Le ministre des Affaires étrangères iranien a récemment affirmé que l'Iran est en état de préparation pour la guerre, tout en restant ouvert à des négociations, suite aux menaces d'intervention militaire de l'administration Trump. Celles-ci font suite à des manifestations massives, qui selon plusieurs sources, ont causé la mort d'au moins 192 manifestants depuis le 28 décembre, bien que des estimations avancent des chiffres bien plus élevés.
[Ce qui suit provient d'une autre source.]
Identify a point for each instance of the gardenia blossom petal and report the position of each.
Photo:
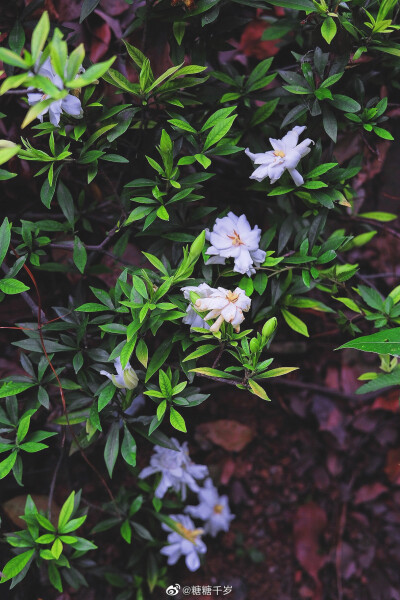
(192, 318)
(125, 378)
(225, 305)
(286, 155)
(187, 542)
(213, 509)
(71, 105)
(233, 237)
(178, 472)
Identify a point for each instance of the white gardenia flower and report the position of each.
(192, 318)
(187, 542)
(178, 472)
(233, 237)
(70, 104)
(125, 378)
(213, 509)
(286, 154)
(225, 305)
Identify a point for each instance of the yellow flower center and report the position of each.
(189, 534)
(232, 296)
(236, 241)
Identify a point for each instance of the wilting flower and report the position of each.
(213, 509)
(125, 378)
(225, 305)
(286, 154)
(192, 318)
(187, 542)
(233, 237)
(70, 104)
(178, 472)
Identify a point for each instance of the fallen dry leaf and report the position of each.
(230, 435)
(392, 468)
(369, 492)
(309, 522)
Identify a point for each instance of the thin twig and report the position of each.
(216, 361)
(54, 478)
(342, 525)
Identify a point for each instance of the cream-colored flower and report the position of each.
(286, 154)
(224, 305)
(233, 237)
(125, 378)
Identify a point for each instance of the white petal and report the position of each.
(297, 178)
(55, 112)
(192, 561)
(229, 313)
(71, 105)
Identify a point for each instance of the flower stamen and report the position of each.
(236, 241)
(232, 296)
(189, 534)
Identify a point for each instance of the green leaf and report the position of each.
(328, 29)
(7, 464)
(54, 576)
(306, 5)
(295, 323)
(5, 238)
(277, 372)
(162, 213)
(213, 373)
(73, 525)
(126, 531)
(158, 358)
(128, 447)
(106, 395)
(11, 388)
(66, 511)
(23, 428)
(382, 342)
(200, 352)
(218, 132)
(12, 286)
(161, 408)
(11, 58)
(88, 7)
(258, 390)
(164, 383)
(140, 286)
(79, 254)
(330, 123)
(111, 448)
(91, 307)
(177, 421)
(91, 74)
(16, 564)
(379, 216)
(349, 303)
(320, 170)
(136, 55)
(345, 103)
(142, 353)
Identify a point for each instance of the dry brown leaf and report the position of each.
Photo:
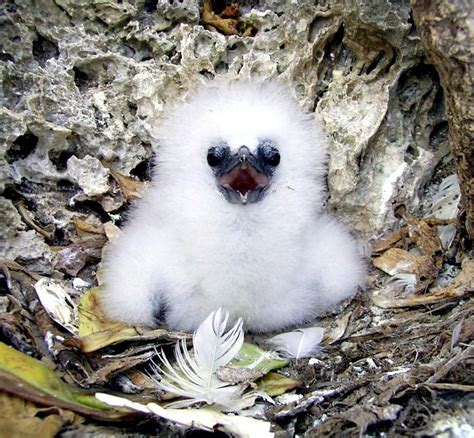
(131, 188)
(463, 285)
(83, 227)
(47, 232)
(384, 243)
(227, 26)
(19, 418)
(397, 261)
(115, 366)
(334, 334)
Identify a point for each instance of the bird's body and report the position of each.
(233, 219)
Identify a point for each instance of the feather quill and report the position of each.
(299, 343)
(445, 205)
(194, 376)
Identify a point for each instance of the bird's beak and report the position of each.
(244, 180)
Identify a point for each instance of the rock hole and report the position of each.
(5, 57)
(44, 49)
(373, 65)
(316, 25)
(411, 154)
(81, 79)
(59, 159)
(206, 73)
(439, 134)
(23, 146)
(150, 6)
(133, 108)
(64, 185)
(143, 170)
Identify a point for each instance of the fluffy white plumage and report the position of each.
(186, 250)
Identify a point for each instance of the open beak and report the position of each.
(244, 181)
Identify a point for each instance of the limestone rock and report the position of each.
(88, 81)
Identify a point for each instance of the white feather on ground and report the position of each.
(194, 375)
(300, 343)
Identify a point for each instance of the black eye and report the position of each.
(272, 157)
(215, 156)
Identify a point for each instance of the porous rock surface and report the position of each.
(83, 82)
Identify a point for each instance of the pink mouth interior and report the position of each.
(243, 179)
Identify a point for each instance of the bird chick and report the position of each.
(233, 219)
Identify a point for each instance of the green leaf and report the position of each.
(30, 379)
(253, 357)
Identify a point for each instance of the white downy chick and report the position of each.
(233, 219)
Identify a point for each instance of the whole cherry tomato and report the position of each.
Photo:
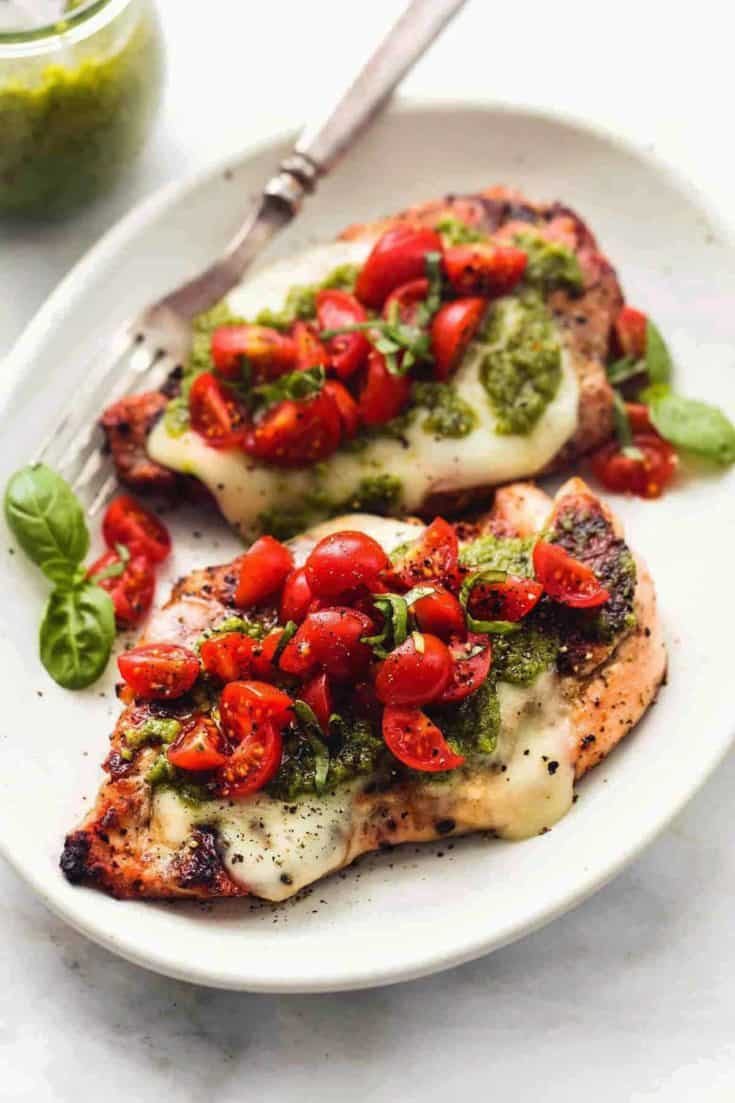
(630, 328)
(216, 414)
(646, 475)
(485, 269)
(565, 579)
(414, 673)
(268, 352)
(347, 351)
(343, 563)
(159, 671)
(199, 747)
(471, 659)
(397, 257)
(416, 741)
(296, 434)
(141, 532)
(453, 328)
(131, 586)
(330, 639)
(263, 570)
(439, 613)
(383, 395)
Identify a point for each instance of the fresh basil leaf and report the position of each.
(694, 426)
(76, 634)
(48, 521)
(658, 357)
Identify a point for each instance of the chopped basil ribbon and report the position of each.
(311, 728)
(489, 576)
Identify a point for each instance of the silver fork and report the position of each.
(144, 352)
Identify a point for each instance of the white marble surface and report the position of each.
(629, 997)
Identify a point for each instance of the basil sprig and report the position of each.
(77, 629)
(489, 576)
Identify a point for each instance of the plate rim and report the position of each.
(20, 356)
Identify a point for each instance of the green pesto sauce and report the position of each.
(521, 367)
(71, 132)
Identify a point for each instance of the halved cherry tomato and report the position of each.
(141, 532)
(454, 327)
(416, 741)
(630, 332)
(317, 693)
(310, 351)
(485, 269)
(434, 557)
(397, 257)
(510, 600)
(330, 639)
(216, 414)
(414, 673)
(267, 351)
(348, 408)
(296, 434)
(383, 395)
(347, 351)
(199, 747)
(440, 613)
(131, 590)
(646, 477)
(343, 563)
(263, 570)
(253, 714)
(296, 597)
(159, 671)
(565, 579)
(406, 300)
(471, 661)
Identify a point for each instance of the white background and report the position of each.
(629, 997)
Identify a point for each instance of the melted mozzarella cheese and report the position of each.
(425, 463)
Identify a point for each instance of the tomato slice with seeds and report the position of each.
(647, 475)
(510, 600)
(268, 352)
(318, 695)
(131, 589)
(263, 570)
(485, 269)
(565, 579)
(347, 351)
(416, 741)
(440, 613)
(199, 747)
(630, 332)
(216, 414)
(405, 301)
(159, 671)
(414, 673)
(434, 557)
(382, 395)
(453, 328)
(141, 532)
(397, 257)
(471, 661)
(343, 563)
(296, 434)
(330, 639)
(347, 407)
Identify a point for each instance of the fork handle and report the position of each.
(328, 137)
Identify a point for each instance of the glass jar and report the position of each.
(77, 98)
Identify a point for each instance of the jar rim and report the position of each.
(65, 32)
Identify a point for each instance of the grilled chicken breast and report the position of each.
(144, 841)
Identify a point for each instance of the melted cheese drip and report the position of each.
(425, 463)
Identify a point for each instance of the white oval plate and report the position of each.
(416, 909)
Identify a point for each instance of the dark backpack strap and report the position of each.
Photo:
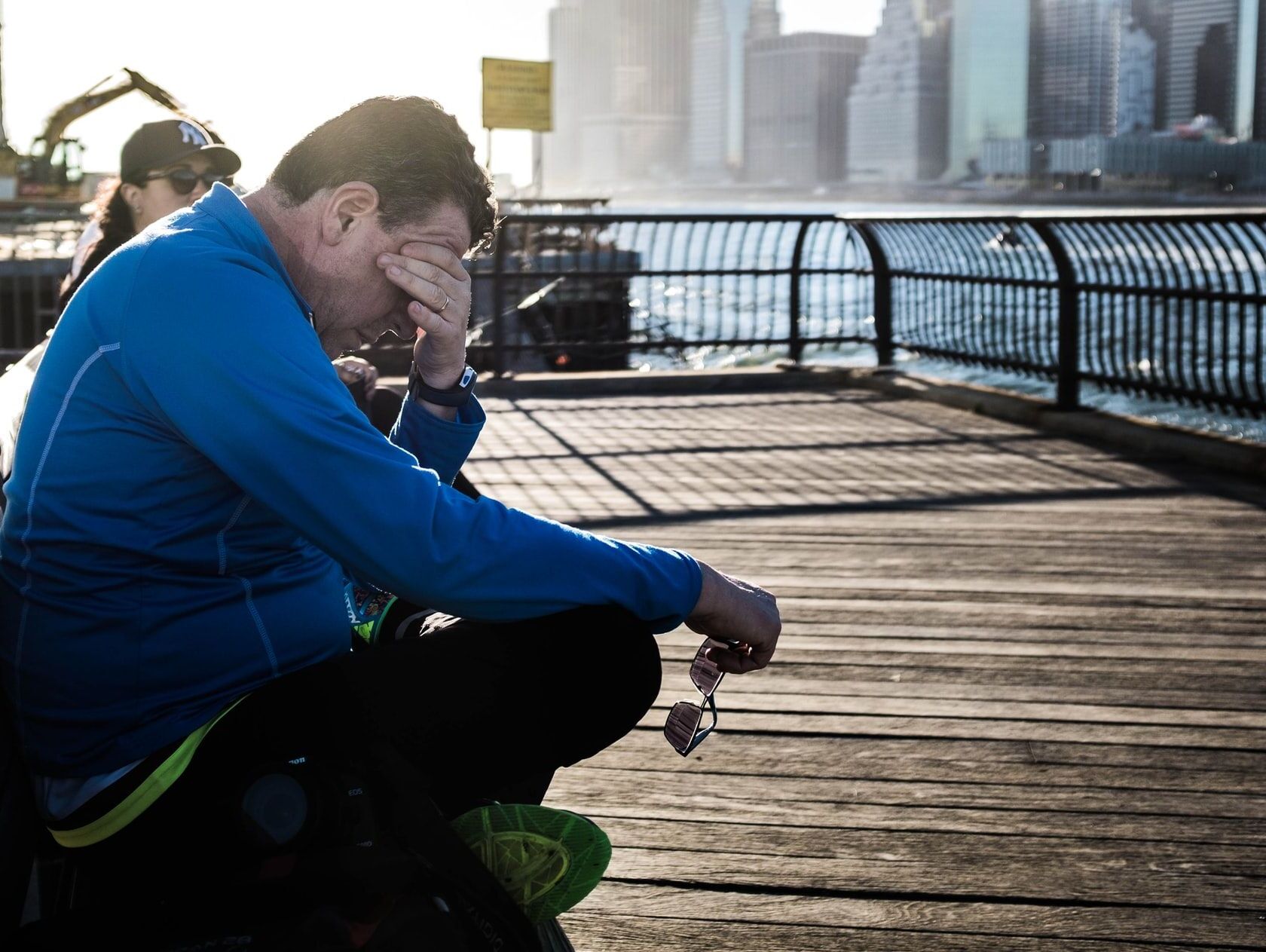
(426, 832)
(18, 825)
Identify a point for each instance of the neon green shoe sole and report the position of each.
(547, 860)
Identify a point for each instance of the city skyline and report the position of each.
(303, 63)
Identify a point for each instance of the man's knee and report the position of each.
(632, 657)
(619, 657)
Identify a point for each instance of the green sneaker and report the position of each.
(547, 860)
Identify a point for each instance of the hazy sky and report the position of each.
(268, 72)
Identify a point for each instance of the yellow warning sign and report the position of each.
(517, 94)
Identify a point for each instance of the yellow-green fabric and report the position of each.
(141, 799)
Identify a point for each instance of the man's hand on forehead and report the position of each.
(433, 276)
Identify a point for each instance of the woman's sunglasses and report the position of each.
(185, 180)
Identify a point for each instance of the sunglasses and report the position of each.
(185, 180)
(681, 728)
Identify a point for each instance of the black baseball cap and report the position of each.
(166, 142)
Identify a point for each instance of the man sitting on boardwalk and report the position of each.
(195, 491)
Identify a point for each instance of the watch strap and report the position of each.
(456, 395)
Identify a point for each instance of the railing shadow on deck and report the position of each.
(625, 461)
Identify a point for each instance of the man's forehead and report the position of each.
(447, 225)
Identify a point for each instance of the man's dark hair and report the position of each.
(407, 147)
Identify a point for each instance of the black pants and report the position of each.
(482, 711)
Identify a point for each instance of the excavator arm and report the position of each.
(102, 93)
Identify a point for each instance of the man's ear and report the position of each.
(347, 208)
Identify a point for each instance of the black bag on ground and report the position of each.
(414, 885)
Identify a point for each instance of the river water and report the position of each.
(670, 305)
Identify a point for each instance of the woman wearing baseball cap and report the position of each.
(164, 166)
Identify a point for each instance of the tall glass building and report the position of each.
(1076, 55)
(989, 61)
(717, 84)
(898, 109)
(1212, 63)
(798, 106)
(622, 104)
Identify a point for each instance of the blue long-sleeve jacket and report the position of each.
(191, 482)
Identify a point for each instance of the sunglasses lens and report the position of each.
(681, 726)
(704, 674)
(182, 182)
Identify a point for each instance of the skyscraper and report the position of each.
(1076, 63)
(1260, 85)
(765, 20)
(717, 87)
(1136, 81)
(1212, 63)
(798, 106)
(989, 61)
(622, 72)
(898, 109)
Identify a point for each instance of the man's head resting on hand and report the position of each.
(384, 173)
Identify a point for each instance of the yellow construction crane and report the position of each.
(52, 173)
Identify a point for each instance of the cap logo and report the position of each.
(191, 134)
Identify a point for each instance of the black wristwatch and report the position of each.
(456, 395)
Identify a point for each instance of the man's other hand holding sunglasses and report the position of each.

Les manifestations, qui ont éclaté après une montée vertigineuse des prix, mettent à l'épreuve la République islamique dans ses fondements même. Téhéran a tenté de reprendre le contrôle en organisant des contre-manifestations pour soutenir le gouvernement, alors que l'ONG Iran Human Rights signale que le bilan des victimes pourrait atteindre 3 000 depuis le début des troubles.
Les hôpitaux, selon le Centre pour les droits de l'homme en Iran, sont débordés par l'afflux de blessés, tandis que les réserves de sang diminuent rapidement, un signe alarmant de l'ampleur de la crise. La télévision d'État a diffusé des images de bâtiments en feu et de cortèges funéraires, renforçant l'idée que le pays est au bord du chaos.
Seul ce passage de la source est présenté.